When you don't know how long a built-in function call will take, then the TimeComplexity page on the Python wiki comes to the rescue. This tells us that both item in list and list.remove(item) take time proportional to the length of the list.

So although current in arr2 and result.remove(current) are single expressions in Python, in fact each of them has a loop hidden inside it, and this makes the overall runtime \$Θ(n^2)\$.

If you're having trouble with the analysis, there's no substitute for actually running the code and timing how long it takes on different inputs! This is really easy to do, for example, you might write:

from random import randrange
from timeit import timeit

def test(n):
    """Time finder on lists of length n."""
    a = list(range(n))
    b = list(a)
    del b[randrange(n)]
    return timeit(lambda:finder(a, b), number=1)

and then:

>>> for i in range(5):
...     n = 10000 * 2 ** i
...     print(n, test(n))
... 
10000 0.020456696045584977
20000 0.07089142000768334
40000 0.361092661973089
80000 1.5187797680264339
160000 6.356738713919185

You can see that when \$n\$ doubles, the runtime increases by around four times, which is what we expect for an \$Θ(n^2)\$ algorithm. Here's a plot showing a least-squares fit of the measurements collected above to the function \$t = an^2\$, and you can see that the fit is pretty good:

Not because you don't see a for-loop doesn't mean that it doesn't exist.

Ask yourself the question about what if current in arr2 does. It loops through the array, doesn't it?

A faster way to handle this assignment might be to use another data structure, such as a HashSet.

You analysis is indeed incorrect. The "second" for loop is hidden in the existence check (current in arr2) that runs in \$O(n)\$.

An easier way to go would be to count the amount of each element in both arrays and substract them. The one staying at a difference of 1 instead of 0 is the missing element.

Counting elements is easy, just run a collection.Counter over the array and it's done. Substraction is as easy as Counters does expose a substract method.

The code can thus be:

from collections import Counter


def finder(arr1, arr2):
    counts = Counter(arr1)
    counts.substract(arr2)
    return max(counts, key=counts.get)

I used max here to stay \$O(n)\$ because I'm unsure of the complexity of counts.most_common().

You should also document the function using docstrings, for instance, to make sure which parameter is which.

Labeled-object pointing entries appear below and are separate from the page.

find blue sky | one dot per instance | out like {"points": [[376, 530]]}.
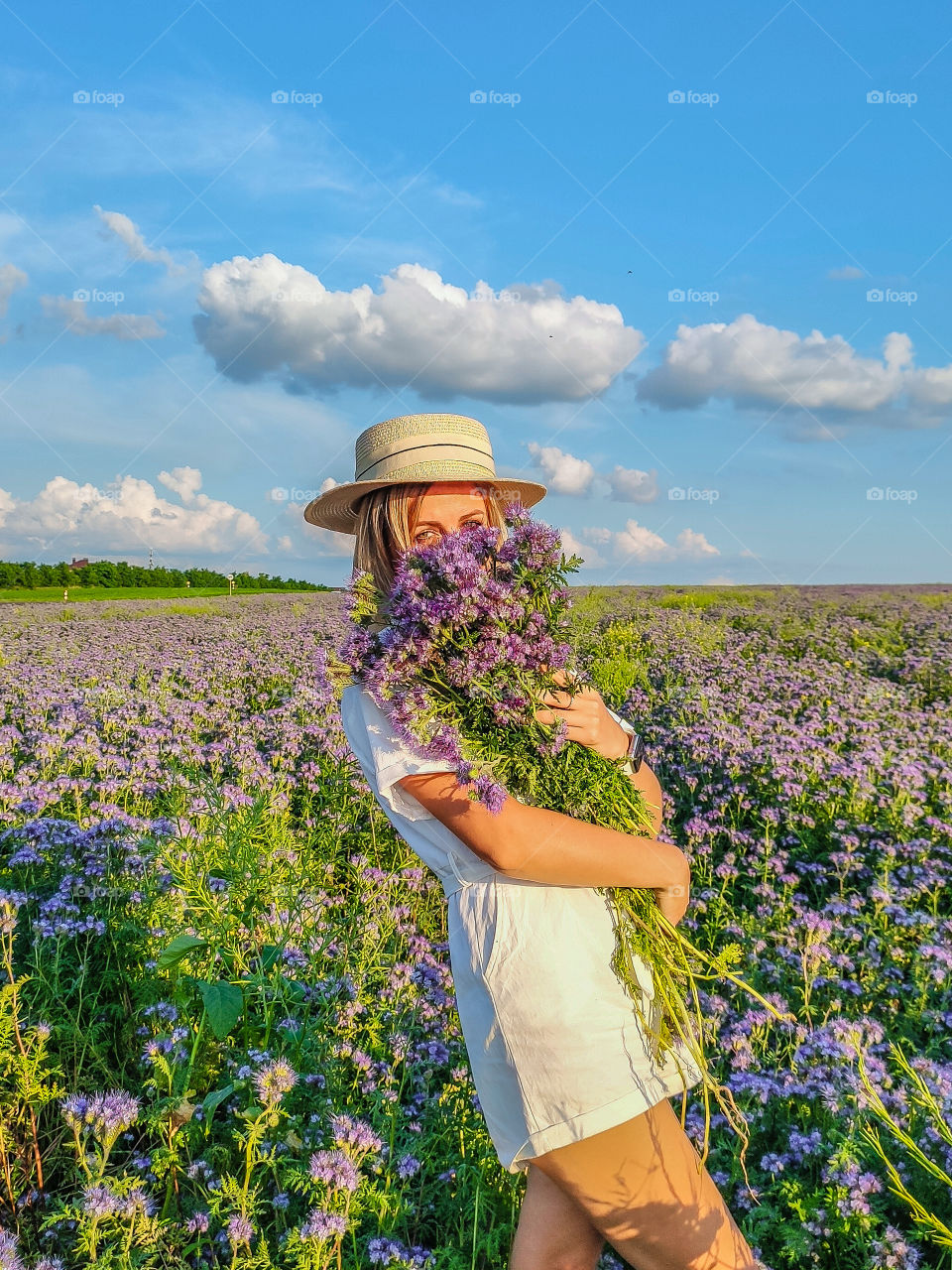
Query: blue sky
{"points": [[689, 267]]}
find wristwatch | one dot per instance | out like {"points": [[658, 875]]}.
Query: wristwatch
{"points": [[636, 746]]}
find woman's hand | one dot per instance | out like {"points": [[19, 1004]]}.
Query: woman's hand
{"points": [[587, 717], [673, 901]]}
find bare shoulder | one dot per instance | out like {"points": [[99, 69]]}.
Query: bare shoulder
{"points": [[483, 830]]}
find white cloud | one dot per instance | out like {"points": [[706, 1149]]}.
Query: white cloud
{"points": [[264, 317], [631, 485], [589, 554], [128, 516], [758, 365], [10, 280], [136, 249], [563, 472], [122, 325], [636, 541], [307, 540]]}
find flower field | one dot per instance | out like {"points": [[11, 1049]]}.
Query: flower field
{"points": [[227, 1030]]}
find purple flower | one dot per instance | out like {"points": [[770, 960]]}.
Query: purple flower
{"points": [[105, 1114], [335, 1169], [320, 1225], [9, 1256], [275, 1080], [239, 1229], [408, 1166]]}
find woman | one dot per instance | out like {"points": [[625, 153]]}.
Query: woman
{"points": [[562, 1070]]}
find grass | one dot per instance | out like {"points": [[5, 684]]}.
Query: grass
{"points": [[76, 594]]}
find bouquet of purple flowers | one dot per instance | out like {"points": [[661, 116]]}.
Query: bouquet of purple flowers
{"points": [[458, 654]]}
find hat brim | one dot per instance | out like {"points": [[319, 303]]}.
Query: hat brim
{"points": [[336, 508]]}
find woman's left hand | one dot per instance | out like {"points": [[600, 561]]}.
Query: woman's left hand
{"points": [[587, 717]]}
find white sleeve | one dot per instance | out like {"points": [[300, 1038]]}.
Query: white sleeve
{"points": [[382, 756]]}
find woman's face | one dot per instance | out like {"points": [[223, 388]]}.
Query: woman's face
{"points": [[445, 507]]}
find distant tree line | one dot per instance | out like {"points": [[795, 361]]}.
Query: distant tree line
{"points": [[108, 572]]}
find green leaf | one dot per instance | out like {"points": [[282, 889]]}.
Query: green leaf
{"points": [[214, 1098], [179, 948], [223, 1002]]}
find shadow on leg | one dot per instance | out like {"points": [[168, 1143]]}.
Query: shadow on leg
{"points": [[553, 1232], [640, 1185]]}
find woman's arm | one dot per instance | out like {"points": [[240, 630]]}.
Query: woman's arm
{"points": [[536, 844]]}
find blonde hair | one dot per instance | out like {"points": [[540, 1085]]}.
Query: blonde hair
{"points": [[385, 520]]}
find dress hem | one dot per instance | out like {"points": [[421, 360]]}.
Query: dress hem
{"points": [[598, 1119]]}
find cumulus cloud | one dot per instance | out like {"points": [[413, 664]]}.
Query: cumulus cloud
{"points": [[10, 280], [136, 249], [758, 365], [130, 517], [753, 363], [636, 541], [565, 474], [264, 317], [633, 485], [303, 540], [574, 547], [122, 325]]}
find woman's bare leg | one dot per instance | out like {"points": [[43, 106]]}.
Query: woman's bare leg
{"points": [[553, 1233], [640, 1187]]}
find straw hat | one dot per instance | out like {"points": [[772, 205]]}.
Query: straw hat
{"points": [[416, 447]]}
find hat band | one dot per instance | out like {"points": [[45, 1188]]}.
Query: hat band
{"points": [[380, 467], [429, 470]]}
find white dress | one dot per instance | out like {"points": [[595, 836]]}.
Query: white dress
{"points": [[555, 1046]]}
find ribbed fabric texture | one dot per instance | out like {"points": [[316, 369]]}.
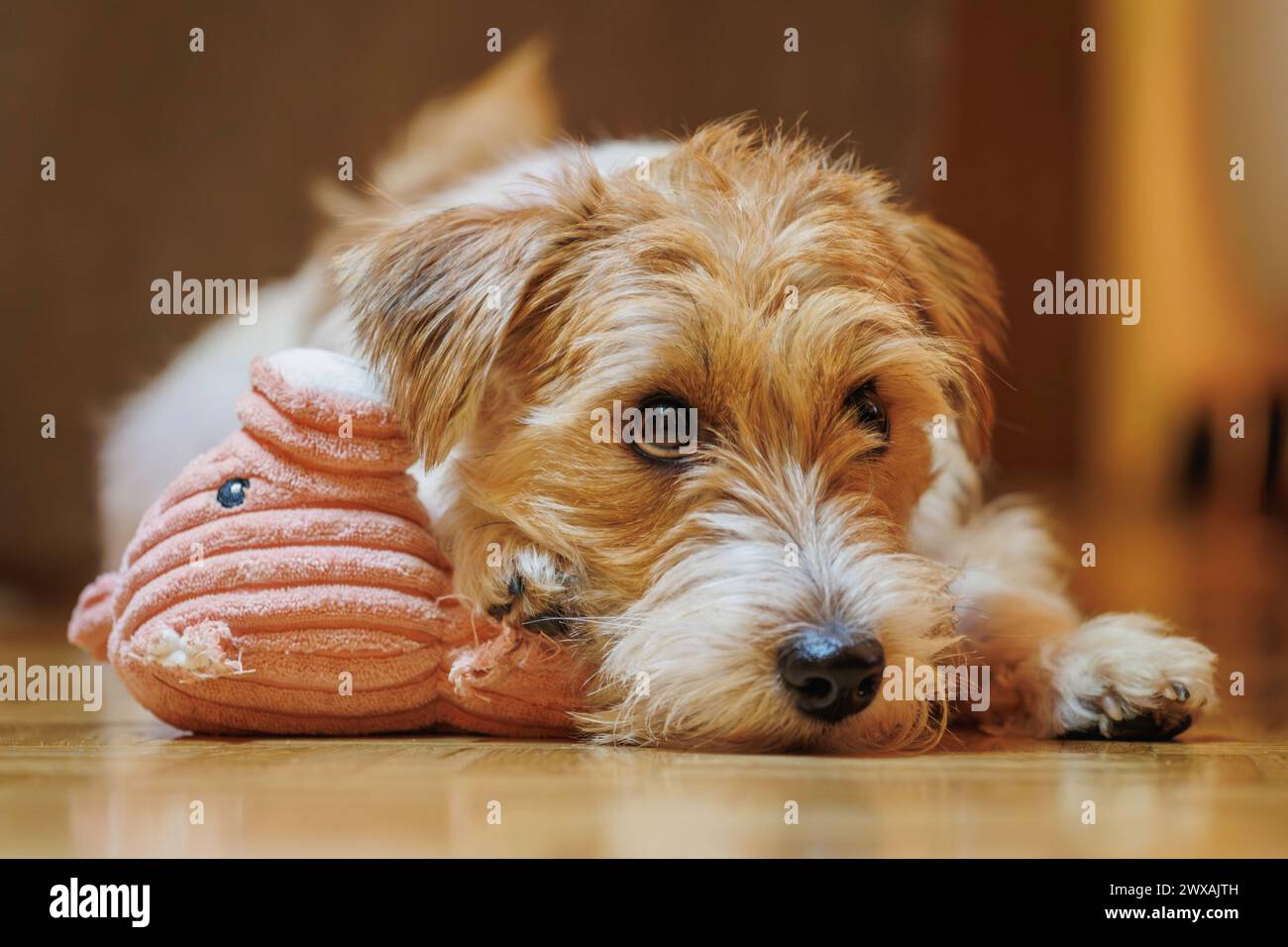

As the other answers have explained, your implementation is still \$O(n^2)\$.

There are other issues with it too that are worth pointing out.

• When you find an element of arr1 not in arr2, you could return immediately. This will imply that you can get rid of the result list, the l variable, and iterate over elements of arr1 directly instead of using a range.

• Whenever possible, it's better to iterate over elements directly instead of using indexes. The loop could have been written as for current in arr1[:-1]:, getting rid of the i variable, and also the l, thanks to the :-1 range.

• The implementation modifies arr2. That's a side effect, and it doesn't seem very realistic. You should check your specs if that's acceptable, otherwise you should work with a copy instead.

• The names are terrible. Consider these alternatives:

  • finder -> find_missing
  • arr1 -> orig
  • arr2 -> shuffled

• As per PEP8, it's recommended to use 4 spaces to indent instead of 2.

Applying the above tips, and with some doctests:

def find_missing(orig, shuffled):
    """
    >>> find_missing([0, 1, 2, 3], [0, 1, 3])
    2
    >>> find_missing([0, 1, 2, 3], [0, 1, 2])
    3
    >>> find_missing([1, 2, 3], [1, 3])
    2
    >>> find_missing([2, 3], [2])
    3
    >>> find_missing([3], [])
    3
    >>> find_missing([1, 2, 2, 2, 3], [3, 2, 2, 1])
    2
    """
    copy = list(shuffled)
    for current in orig:
        if current not in copy:
            return current
        copy.remove(current)